What is it? An unmanned solar-powered aircraft has completed a voyage that its maker, Airbus, describes as “the longest duration flight ever made”: 25 days, 23 hours and 57 minutes. And boy, are its arms tired!
Why does it matter? The name of the craft is Zephyr S, and it belongs to a category of vehicles called HAPS: high-altitude pseudo-satellites. The immediate promise of a vehicle like Zephyr is that it combines services typically associated with satellites — defense, mapping, environmental, humanitarian — with the flexibility of an unmanned aerial vehicle, or drone. The vehicle can be useful in assessing disasters, obtaining high-res images of wildfires or oil spills and monitoring borders, while being cheaper to launch and maintain than a conventional satellite. (The first customer for the craft, according to Digital Trends, is the U.K.’s Ministry of Defense.)
How does it work? By getting close to the sun and staying out of everybody’s way: Zephyr S’s cruise altitude is 70,000 feet, meaning it doesn’t interfere with conventional air traffic. At night, the vehicle is powered by batteries that store solar energy while the sun is out; it has a wingspan of 25 meters and weighs a mere 75 kilograms, but is able to carry a payload of five times that.
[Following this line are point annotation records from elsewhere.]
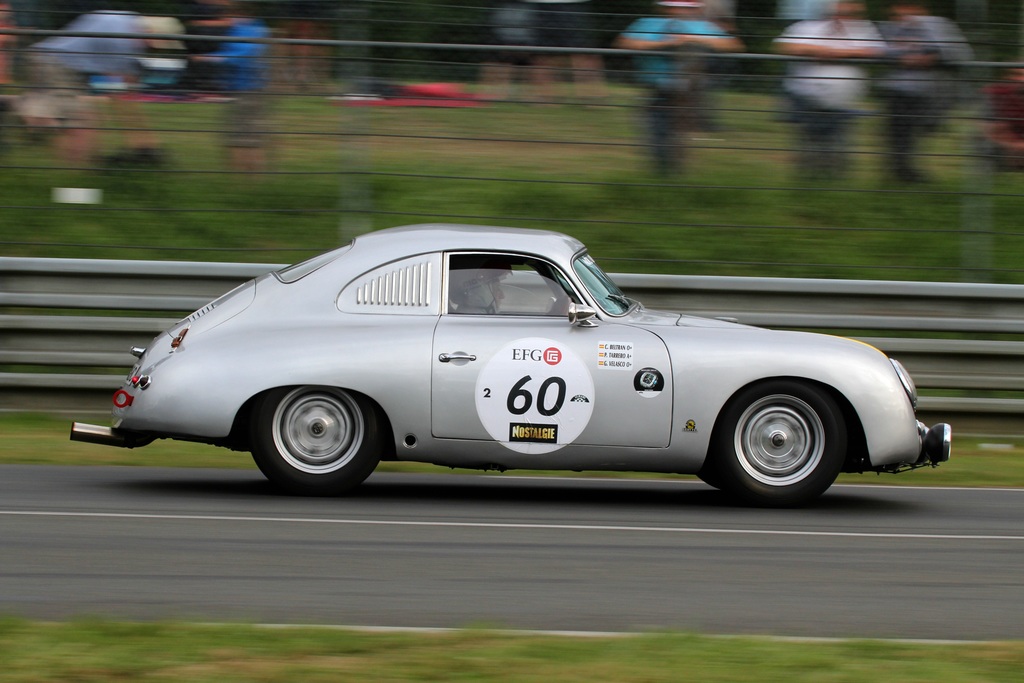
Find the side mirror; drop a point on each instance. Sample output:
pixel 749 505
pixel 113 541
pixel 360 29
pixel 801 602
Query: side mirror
pixel 581 314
Airbus’ head of unmanned aerial systems, Jana Rosenmann, said, ”This very successful maiden flight represents a new significant milestone in the Zephyr program, adding a new stratospheric flight endurance record which we hope will be formalized very shortly. We will in the coming days check all engineering data and outputs and start the preparation of additional flights planned for the second half of this year from our new operating site at the Wyndham airfield in Western Australia.”